2 - Sempre que possível, deverá ser evitada a repetição da audição da testemunha especialmente vulnerável durante o inquérito, podendo ainda ser requerido o registo nos termos do artigo 271.º do Código de Processo Penal.
[4] AC. TRL de 20-04-2022; proc. 37/21.6SXLSB-L1-3
[5] Designadamente na resenha histórica que faz e que nos conduz na compreensão do que o Legislador foi, em cada alteração, introduzindo e pretendendo.
[6] Prestadas a 20-6-2023 e ouvidas no Média Studio do Citius; transcritas no email de 3-08-2023 constante do CITIUS.
[7] Prestadas a 12-05-2023 e ouvidas no Média Studio do Citius.
[8] Realçando a certidão da sentença proferida no âmbito do Processo 461/21.4GAPRD em que o arguido foi condenado pela prática de um crime de violência doméstica perpetrado sob a sua então companheira.
[9] Querendo referir-se a acompanhamento de Saúde Mental.
[10] Querendo fazer referência ao Regime de Prova por pena suspensa pela condenação por crime de violência Doméstica.

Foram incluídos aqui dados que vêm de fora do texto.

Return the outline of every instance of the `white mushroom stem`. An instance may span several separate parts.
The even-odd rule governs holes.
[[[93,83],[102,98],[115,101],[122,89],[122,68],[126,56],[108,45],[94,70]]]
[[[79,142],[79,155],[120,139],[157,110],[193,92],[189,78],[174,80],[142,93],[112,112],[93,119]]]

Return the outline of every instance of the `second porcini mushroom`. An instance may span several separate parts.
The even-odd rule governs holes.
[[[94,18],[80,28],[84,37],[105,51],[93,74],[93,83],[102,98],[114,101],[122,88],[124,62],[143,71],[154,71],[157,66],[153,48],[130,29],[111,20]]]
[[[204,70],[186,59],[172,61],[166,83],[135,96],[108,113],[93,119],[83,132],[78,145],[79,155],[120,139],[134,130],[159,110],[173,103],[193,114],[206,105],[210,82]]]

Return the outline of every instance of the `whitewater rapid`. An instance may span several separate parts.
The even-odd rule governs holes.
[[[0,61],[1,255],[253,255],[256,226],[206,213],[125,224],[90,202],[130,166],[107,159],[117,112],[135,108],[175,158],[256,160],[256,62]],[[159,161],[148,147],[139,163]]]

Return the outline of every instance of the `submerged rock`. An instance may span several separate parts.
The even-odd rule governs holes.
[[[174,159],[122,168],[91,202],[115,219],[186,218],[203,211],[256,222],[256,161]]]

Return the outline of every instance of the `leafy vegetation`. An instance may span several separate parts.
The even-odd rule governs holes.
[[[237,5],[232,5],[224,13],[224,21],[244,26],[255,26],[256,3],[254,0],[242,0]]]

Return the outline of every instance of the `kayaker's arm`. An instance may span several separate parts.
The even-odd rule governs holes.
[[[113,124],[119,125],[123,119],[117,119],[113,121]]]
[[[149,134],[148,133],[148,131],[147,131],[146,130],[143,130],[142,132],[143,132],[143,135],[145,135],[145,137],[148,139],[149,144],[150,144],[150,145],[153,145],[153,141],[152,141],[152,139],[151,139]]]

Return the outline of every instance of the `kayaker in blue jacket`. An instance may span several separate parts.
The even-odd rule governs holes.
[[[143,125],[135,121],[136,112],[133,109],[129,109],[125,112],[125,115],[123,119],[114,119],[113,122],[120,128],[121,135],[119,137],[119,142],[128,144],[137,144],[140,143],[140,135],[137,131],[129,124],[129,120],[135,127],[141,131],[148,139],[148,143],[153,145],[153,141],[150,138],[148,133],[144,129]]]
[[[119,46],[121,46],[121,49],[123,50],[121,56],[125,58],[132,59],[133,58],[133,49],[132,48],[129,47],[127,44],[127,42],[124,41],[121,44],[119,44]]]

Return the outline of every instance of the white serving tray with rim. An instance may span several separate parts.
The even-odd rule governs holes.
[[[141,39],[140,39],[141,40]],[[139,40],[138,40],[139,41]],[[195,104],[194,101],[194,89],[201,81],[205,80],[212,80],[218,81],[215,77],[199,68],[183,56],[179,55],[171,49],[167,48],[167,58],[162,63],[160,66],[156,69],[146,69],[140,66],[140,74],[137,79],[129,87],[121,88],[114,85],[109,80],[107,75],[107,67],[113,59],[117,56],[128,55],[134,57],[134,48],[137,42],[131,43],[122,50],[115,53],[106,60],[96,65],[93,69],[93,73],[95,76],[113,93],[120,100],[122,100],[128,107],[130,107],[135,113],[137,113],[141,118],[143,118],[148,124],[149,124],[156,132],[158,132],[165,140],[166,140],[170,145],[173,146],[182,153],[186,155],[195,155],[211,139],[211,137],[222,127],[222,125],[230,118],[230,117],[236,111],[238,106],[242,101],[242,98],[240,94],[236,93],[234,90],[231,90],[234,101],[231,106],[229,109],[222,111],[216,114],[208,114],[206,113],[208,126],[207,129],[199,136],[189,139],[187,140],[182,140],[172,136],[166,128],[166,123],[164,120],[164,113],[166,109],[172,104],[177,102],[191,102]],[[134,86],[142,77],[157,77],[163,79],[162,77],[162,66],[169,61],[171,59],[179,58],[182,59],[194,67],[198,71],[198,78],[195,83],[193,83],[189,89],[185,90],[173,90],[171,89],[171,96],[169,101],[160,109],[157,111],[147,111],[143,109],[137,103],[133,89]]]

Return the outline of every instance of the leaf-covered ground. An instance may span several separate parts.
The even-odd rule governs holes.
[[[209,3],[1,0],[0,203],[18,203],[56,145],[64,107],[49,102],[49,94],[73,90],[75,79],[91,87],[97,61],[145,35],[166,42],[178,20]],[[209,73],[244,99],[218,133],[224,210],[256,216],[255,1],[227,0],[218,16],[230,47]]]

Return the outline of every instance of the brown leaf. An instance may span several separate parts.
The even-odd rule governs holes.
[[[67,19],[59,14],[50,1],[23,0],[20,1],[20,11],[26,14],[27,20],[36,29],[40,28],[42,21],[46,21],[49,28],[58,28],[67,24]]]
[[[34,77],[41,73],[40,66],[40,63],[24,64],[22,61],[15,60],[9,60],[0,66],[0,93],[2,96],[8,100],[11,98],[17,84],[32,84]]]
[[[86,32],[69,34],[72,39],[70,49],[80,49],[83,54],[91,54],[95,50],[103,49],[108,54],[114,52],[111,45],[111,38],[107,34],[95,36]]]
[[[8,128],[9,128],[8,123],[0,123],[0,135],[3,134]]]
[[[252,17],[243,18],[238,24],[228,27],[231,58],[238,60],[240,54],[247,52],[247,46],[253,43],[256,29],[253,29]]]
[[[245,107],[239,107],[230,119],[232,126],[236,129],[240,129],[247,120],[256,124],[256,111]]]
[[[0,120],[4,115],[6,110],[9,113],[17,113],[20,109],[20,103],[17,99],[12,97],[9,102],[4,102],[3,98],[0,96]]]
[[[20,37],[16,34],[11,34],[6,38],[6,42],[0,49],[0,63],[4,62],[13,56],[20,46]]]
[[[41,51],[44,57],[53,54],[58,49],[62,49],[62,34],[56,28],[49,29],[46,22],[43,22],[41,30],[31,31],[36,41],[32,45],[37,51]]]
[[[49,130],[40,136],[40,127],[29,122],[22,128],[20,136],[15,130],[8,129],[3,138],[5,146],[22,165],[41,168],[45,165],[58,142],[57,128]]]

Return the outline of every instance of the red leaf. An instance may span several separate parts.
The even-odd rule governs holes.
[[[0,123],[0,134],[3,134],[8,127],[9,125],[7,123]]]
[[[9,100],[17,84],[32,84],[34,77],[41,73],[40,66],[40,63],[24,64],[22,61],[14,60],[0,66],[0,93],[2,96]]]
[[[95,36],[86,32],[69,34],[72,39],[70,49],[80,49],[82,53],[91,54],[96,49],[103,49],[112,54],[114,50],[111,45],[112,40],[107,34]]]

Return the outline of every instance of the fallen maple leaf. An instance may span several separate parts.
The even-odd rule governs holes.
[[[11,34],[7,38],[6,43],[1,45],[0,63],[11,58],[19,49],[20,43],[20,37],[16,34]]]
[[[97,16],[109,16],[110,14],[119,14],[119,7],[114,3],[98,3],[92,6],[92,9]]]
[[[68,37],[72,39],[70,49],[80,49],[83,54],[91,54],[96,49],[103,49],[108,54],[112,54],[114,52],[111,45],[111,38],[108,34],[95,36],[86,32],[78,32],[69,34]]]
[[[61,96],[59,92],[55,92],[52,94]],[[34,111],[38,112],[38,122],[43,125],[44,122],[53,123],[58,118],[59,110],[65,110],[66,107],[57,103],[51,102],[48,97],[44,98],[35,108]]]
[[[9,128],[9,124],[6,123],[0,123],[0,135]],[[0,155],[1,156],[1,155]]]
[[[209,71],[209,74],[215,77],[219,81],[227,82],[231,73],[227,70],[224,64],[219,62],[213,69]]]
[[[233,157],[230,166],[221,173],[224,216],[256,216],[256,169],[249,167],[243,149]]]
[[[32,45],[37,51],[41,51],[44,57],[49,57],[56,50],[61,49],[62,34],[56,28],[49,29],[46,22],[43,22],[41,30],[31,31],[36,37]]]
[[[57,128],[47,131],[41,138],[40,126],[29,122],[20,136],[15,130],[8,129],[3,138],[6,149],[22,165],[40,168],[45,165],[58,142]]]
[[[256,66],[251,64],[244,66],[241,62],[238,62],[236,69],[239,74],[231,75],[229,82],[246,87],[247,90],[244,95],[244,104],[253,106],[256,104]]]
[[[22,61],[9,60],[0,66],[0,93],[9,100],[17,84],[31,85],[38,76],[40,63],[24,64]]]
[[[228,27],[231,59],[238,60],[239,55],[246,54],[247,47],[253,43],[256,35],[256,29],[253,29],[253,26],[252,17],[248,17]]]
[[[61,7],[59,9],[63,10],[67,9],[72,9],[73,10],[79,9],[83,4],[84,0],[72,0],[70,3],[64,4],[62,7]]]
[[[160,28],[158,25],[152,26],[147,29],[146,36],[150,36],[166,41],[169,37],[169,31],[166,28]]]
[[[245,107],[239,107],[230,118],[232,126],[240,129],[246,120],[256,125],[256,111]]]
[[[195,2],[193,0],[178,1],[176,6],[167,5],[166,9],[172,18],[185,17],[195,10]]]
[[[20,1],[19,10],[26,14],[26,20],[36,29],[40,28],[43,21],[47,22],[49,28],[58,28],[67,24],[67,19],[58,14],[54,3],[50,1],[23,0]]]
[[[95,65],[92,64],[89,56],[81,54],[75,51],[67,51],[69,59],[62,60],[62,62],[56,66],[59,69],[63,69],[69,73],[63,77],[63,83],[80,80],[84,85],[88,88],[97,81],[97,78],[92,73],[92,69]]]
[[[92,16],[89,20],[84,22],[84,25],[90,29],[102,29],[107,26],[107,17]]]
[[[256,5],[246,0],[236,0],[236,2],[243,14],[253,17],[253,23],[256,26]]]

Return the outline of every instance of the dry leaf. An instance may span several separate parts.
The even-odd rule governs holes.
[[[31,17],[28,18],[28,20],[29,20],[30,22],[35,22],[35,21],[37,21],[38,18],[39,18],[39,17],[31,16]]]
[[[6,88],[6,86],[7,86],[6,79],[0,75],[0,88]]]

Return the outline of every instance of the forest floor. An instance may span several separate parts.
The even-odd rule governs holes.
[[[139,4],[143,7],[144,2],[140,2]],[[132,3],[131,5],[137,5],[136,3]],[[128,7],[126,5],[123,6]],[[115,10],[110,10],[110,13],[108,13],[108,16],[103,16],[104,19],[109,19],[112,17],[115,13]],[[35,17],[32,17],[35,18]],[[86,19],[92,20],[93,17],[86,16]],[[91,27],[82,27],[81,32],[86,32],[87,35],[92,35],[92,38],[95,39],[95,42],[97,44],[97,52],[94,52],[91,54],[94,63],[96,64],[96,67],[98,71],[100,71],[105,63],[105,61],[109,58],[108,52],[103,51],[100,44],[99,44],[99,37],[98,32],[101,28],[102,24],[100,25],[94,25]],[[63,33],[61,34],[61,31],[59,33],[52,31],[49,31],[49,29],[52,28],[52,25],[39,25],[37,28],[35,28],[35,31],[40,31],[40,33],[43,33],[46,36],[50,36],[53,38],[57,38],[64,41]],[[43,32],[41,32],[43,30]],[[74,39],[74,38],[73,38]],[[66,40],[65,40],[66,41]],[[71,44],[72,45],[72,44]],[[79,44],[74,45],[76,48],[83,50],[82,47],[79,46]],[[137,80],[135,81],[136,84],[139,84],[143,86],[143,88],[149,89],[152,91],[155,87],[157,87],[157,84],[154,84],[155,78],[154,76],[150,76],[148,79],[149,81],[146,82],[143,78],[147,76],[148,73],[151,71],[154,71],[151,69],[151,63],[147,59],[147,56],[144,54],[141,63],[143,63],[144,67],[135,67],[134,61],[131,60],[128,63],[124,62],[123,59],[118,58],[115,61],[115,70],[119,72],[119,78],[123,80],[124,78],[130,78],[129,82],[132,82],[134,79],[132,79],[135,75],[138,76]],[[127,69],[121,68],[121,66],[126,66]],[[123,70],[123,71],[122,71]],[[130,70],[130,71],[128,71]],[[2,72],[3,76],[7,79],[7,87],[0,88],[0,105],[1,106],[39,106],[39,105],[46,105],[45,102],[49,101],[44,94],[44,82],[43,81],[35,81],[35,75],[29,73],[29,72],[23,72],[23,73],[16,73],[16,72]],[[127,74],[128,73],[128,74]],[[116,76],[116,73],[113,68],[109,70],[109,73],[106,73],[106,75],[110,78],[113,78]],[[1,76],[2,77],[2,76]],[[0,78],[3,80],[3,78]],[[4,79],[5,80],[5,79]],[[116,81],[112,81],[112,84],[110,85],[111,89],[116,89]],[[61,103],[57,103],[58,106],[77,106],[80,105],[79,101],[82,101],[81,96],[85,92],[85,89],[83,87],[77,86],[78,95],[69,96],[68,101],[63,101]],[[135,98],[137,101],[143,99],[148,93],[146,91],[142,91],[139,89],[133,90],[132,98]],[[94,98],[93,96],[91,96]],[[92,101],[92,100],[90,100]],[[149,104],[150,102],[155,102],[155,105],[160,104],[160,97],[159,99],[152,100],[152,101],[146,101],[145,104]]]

[11] A Ofendida relata que no primeiro ano eram um casal normal; depois ele começou a beber, a não ter trabalho certo e foi quando começaram os factos em evidência relacionados com ela própria. O arguido ficava agressivo, só fumava e bebia bastante. Que com o álcool ingeria a medicação dela: “Xanax”. Afirma que ele nunca lhe bateu – excluindo o episódio em que lhe mordeu o nariz e o episódio que levou a que abandonasse a casa - porque ela dizia-lhe que se lhe tocasse que chamava a GNR e ele sabia que tinha uma pena suspensa por violência doméstica contra a ex-mulher. Afirma que ainda hoje – à data em que prestou as declarações - tem medo de sair à rua, porque sabe do que ele é capaz; que teve ajuda psicológica porque lhe é muito difícil falar do assunto.
[12] Tendo por base esmagadoramente as Declarações para memória Futura prestadas pela Ofendida e a demais prova junta aos autos.
[13] Consultámos a certidão da sentença proferida no âmbito do processo 461/21.4GAPRD em que o arguido foi condenado pela prática do crime de violência doméstica, perpetrado sobre a sua ex-companheira – cfr. referência CITIUS 8780234 datada de 15-05-2023
[14] Apesar de não o ter impedido de praticar atos semelhantes.
[15] A qual, nos termos do seu artigo 1ª “estabelece o regime jurídico aplicável à prevenção da violência doméstica e à proteção e à assistência das suas vítimas.”
[16] In “Comentário Judiciário do Código de Processo Penal”, Tomo I, Almedina dezembro de 2019, páginas 879 a 888.
[17] Figueiredo Dias, "As Consequências Jurídicas do Crime", Editorial Notícias, 1993, pág. 345.